# Happy Birthday Sinatra!!



## Sinatra-Butters (Aug 9, 2010)

Happy Birthday my love!! Today is his (projected) third birthday!

We didn't do much fun, we have a full day (work, going away party, Alicia's funeral) but I made sure to give him a few extra treaties and I gave him a little toy I got while I was at Target today. He qqqqqqqqqqqqqqqqqqqqqqqqqqqqqqqqqqqqqqqqqqqqqqqqqqqqqqqqqqqqqqqqqqqqqqqqqq----- Nutmeg wanted to chime in.

swwwwwwwwwwwwwwwwwwwwwwwwwwwwwwwwwwwwwwwwwwwwwwwwwwwwwwwwwwwwwwwwwwwwwwwwwwwwwwwwwwwwwwwwwwwwwwwwwwwwwwwwwwwwwwwwwwwwwwwwwwwwwwwwwwwwwwwwwwwwwwwwwwwwqwwwwwwwwwwwwwwwwwwwwwwwwwwwwwwwwwwwwwwwwwwfgvvvvvvvvvvvvvvvvvvvvvvvvvvvvvvvvvvvvvvvvvvvvvvvvvvvvvvvvvvvvvvvvvvvvvvvvvvvvvvvvvvvvvvvvvvvvvvvvvvvvvvvvvvvvvvvvvvvvvvvvvvvvvvvvvvvvvvvvvvvvvvvvvvvvvvvvvvvvvvvvvvvv23--- She really wants to wish her brother a happy birthday I guess!! 

What I was trying to say is that he ignored the toy and gave me kisses instead. We will be celebrating officially on either Saturday or Sunday. I don't know what to get him yet but I'm thinking a window perch!

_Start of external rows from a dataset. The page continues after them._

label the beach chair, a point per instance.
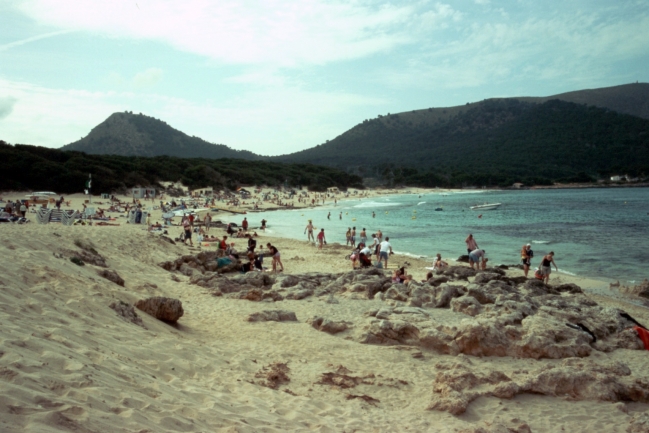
(43, 215)
(68, 217)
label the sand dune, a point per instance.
(69, 363)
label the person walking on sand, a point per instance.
(309, 229)
(471, 244)
(477, 256)
(363, 236)
(276, 257)
(187, 227)
(386, 250)
(526, 258)
(546, 268)
(321, 239)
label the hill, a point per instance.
(139, 135)
(25, 167)
(496, 141)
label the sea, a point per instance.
(600, 233)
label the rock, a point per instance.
(326, 325)
(463, 259)
(257, 295)
(112, 276)
(467, 305)
(457, 385)
(165, 309)
(485, 277)
(390, 332)
(273, 316)
(639, 423)
(127, 312)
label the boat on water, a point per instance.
(486, 206)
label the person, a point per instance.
(471, 244)
(354, 257)
(309, 229)
(252, 243)
(526, 258)
(375, 247)
(321, 239)
(276, 257)
(439, 263)
(385, 251)
(363, 236)
(365, 257)
(546, 269)
(188, 231)
(477, 256)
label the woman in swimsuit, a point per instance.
(546, 269)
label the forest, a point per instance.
(26, 167)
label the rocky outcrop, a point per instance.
(111, 275)
(457, 384)
(273, 316)
(165, 309)
(127, 312)
(329, 326)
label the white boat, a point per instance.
(486, 206)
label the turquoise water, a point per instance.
(600, 233)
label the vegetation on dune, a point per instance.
(27, 167)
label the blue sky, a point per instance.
(275, 76)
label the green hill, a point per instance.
(139, 135)
(26, 167)
(495, 141)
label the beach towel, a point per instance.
(644, 335)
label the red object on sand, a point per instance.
(644, 335)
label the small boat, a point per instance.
(486, 206)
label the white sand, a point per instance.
(69, 363)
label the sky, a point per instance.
(275, 77)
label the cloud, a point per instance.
(267, 121)
(275, 32)
(14, 44)
(570, 48)
(6, 106)
(148, 78)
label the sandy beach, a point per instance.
(69, 362)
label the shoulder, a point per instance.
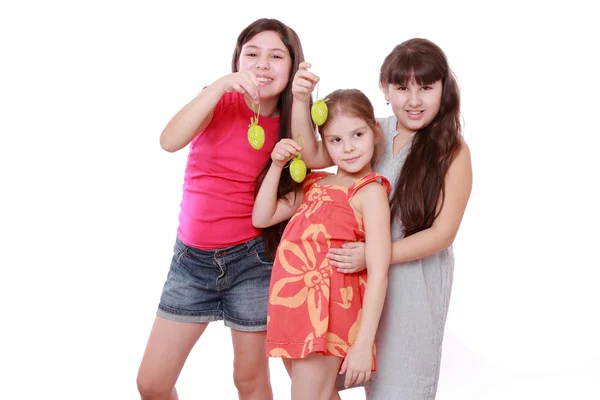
(372, 198)
(463, 156)
(372, 191)
(314, 177)
(388, 124)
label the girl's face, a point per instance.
(414, 105)
(350, 143)
(267, 57)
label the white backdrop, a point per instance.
(89, 201)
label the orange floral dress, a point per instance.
(312, 307)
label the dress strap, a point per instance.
(372, 177)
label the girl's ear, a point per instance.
(379, 133)
(386, 92)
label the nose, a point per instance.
(415, 98)
(263, 63)
(348, 146)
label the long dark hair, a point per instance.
(290, 39)
(420, 184)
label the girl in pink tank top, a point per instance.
(221, 267)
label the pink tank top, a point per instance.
(218, 188)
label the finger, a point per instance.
(250, 84)
(360, 377)
(339, 257)
(291, 145)
(343, 367)
(308, 77)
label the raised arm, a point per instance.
(197, 114)
(458, 182)
(268, 209)
(372, 202)
(313, 152)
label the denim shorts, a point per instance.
(230, 284)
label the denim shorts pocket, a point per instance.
(257, 251)
(179, 251)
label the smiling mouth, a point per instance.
(264, 80)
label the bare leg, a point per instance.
(287, 363)
(335, 395)
(251, 365)
(168, 347)
(313, 377)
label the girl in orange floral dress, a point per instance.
(323, 321)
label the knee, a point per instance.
(152, 389)
(250, 378)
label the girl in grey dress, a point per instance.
(429, 166)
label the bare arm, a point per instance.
(372, 202)
(458, 180)
(314, 153)
(439, 236)
(268, 210)
(197, 114)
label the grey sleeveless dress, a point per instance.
(409, 337)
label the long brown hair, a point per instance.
(420, 185)
(290, 39)
(354, 103)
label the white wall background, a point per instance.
(89, 201)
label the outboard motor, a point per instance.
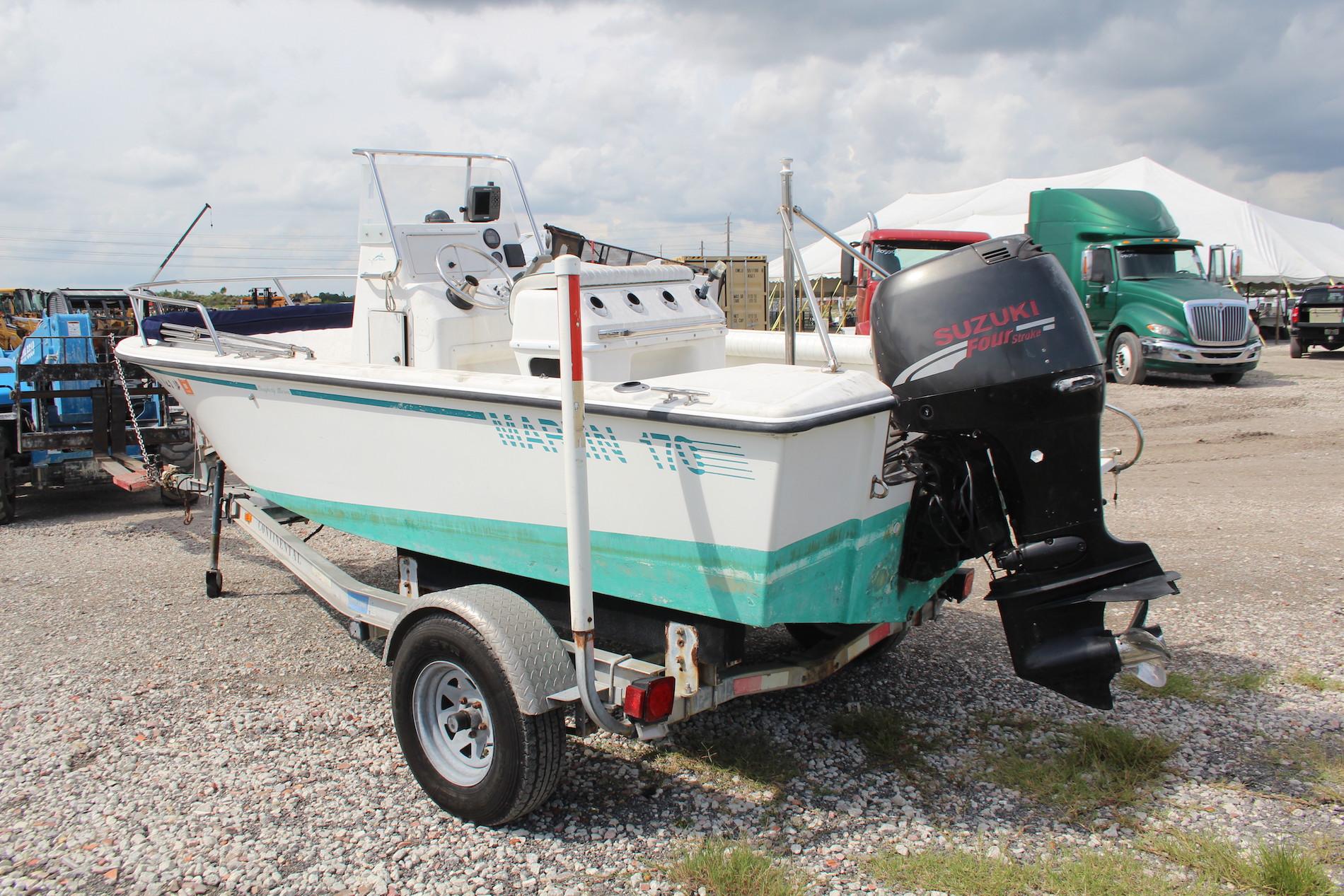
(1000, 391)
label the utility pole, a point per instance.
(727, 252)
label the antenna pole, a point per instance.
(180, 240)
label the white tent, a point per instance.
(1277, 248)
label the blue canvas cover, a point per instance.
(249, 321)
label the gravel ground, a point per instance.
(155, 742)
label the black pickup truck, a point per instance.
(1317, 320)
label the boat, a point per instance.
(725, 487)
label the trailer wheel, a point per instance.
(1127, 361)
(183, 455)
(461, 731)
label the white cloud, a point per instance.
(644, 122)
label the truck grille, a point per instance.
(1217, 322)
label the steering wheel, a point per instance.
(465, 288)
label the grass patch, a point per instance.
(726, 868)
(885, 735)
(1277, 869)
(1097, 766)
(748, 755)
(1179, 685)
(1250, 682)
(1315, 680)
(1082, 873)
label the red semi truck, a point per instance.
(896, 250)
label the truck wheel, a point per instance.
(461, 731)
(1127, 361)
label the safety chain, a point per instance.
(151, 469)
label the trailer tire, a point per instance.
(518, 767)
(8, 482)
(183, 455)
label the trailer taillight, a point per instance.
(649, 699)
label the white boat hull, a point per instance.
(748, 520)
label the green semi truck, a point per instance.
(1154, 309)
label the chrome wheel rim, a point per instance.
(1123, 361)
(453, 723)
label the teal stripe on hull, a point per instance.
(197, 378)
(395, 406)
(843, 574)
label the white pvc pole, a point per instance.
(573, 452)
(574, 457)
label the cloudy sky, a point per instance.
(643, 122)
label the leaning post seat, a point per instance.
(636, 321)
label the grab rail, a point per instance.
(833, 361)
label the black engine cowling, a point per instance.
(992, 361)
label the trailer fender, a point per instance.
(522, 640)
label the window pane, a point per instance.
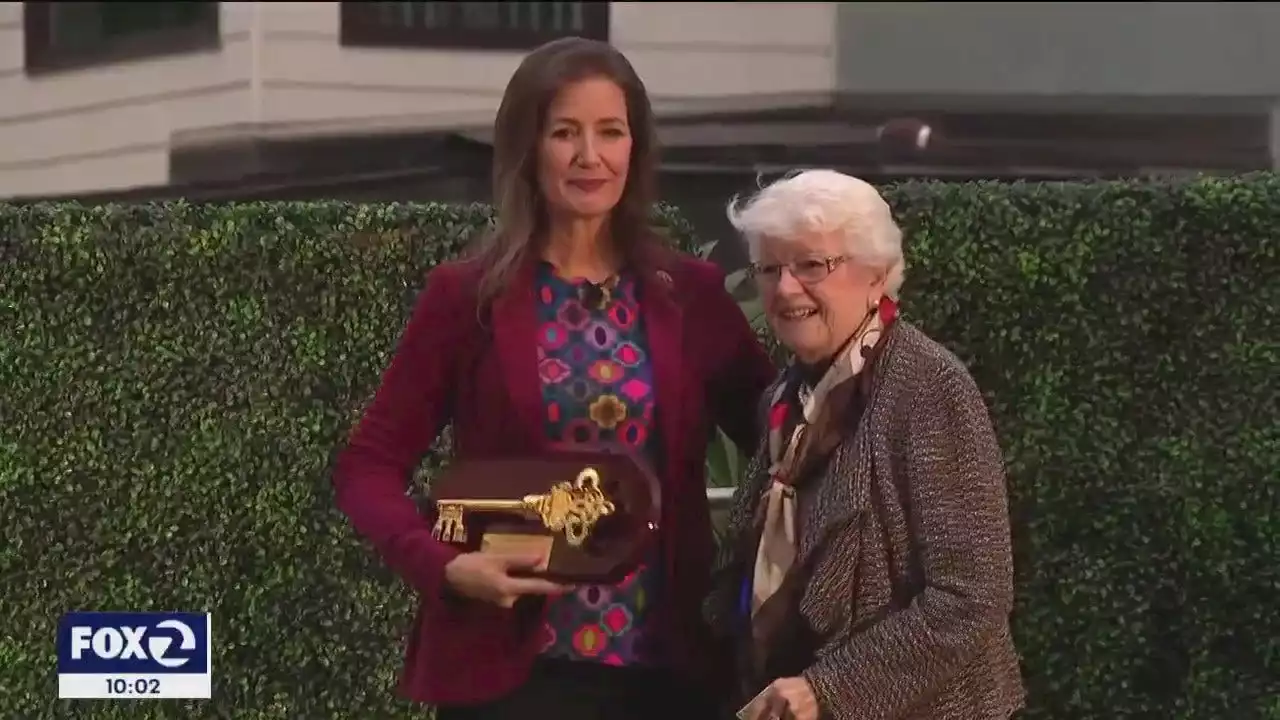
(81, 24)
(557, 18)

Now I must attend to a girl who really wants her meowmie's attention, and find her collar, for it isn't on her neck anymore!! Happy Birthday Sinatra!! :smiles


----------



## MowMow (Nov 6, 2010)

Happy birthday, Beautiful!!!

Make your Meowmie spoil you even more than usual!!


----------



## KittieLover (May 2, 2011)

*Happy Birthday Sinatra! Your a beautiful boy!*
*Hope you have the best birthday bash ever!*

*Love from Sarah, Kitty and Catty x*


----------



## Rocky_Raccoon (Jun 7, 2011)

Happy birthday, Sinatra  i'm sure your mommy will spoil you with lots of love, hugs, and kisses! Apparently, there are quite a few kitty birthday's in the month of August  Rocky turns 1 on August 22nd


----------



## littlesushi (Jun 8, 2011)

Happy birthday sinatra!!


----------



## BT1 (May 11, 2010)

Happy birthday Sinatra! I hope you enjoy everything your mum's cooking up 

~ Finnick & Braxen


----------



## SpellQ (Dec 12, 2010)

Happy Birthday, Sinatra!


----------



## Susan (Mar 29, 2010)

Happy Birthday Sinatra...enjoy your window perch!!


----------



## kittywitty (Jun 19, 2010)

Happy Birthday you handsome kitty!!! Enjoy all your treats and make sure you get extra kisses and cuddles.


----------



## Kobster (Feb 1, 2007)

Happy Birthday gorgeous boy!!!!


----------



## praline (Jun 3, 2011)

Happy Birthday!!!


----------



## marie73 (Jul 12, 2006)

My girls send huge Happy Birthday snuggles to Sinatra!


----------



## Sinatra-Butters (Aug 9, 2010)

Sinatra says thanks to everyone! He doesn't mean to be biased, but he is a boy and says he liked the well wishes from Marie's girls the best!! He is a sucker for Cleo, but doesn't want to choose favorites.


----------



## Time Bandit (Aug 17, 2010)

arty A very happy (belated) birthday from me and the girls, Sinatra! :bday


----------



## Luvkitties (Jan 22, 2009)

Happy Birthday Sinatra!!! :bday


----------



## Xanti (Nov 4, 2008)

Happy birthday cutie


----------



## swimkris (Jul 17, 2010)

Happy birthday!!


----------



## bluemilk (Oct 3, 2005)

Happy Birthday to one HIP cat!!!


----------



## dweamgoil (Feb 3, 2010)

Happy Birthday, Sinatra!!!


----------



## konstargirl (Feb 4, 2011)

OMG!! Happy belated Birthday Sinatra!!!


----------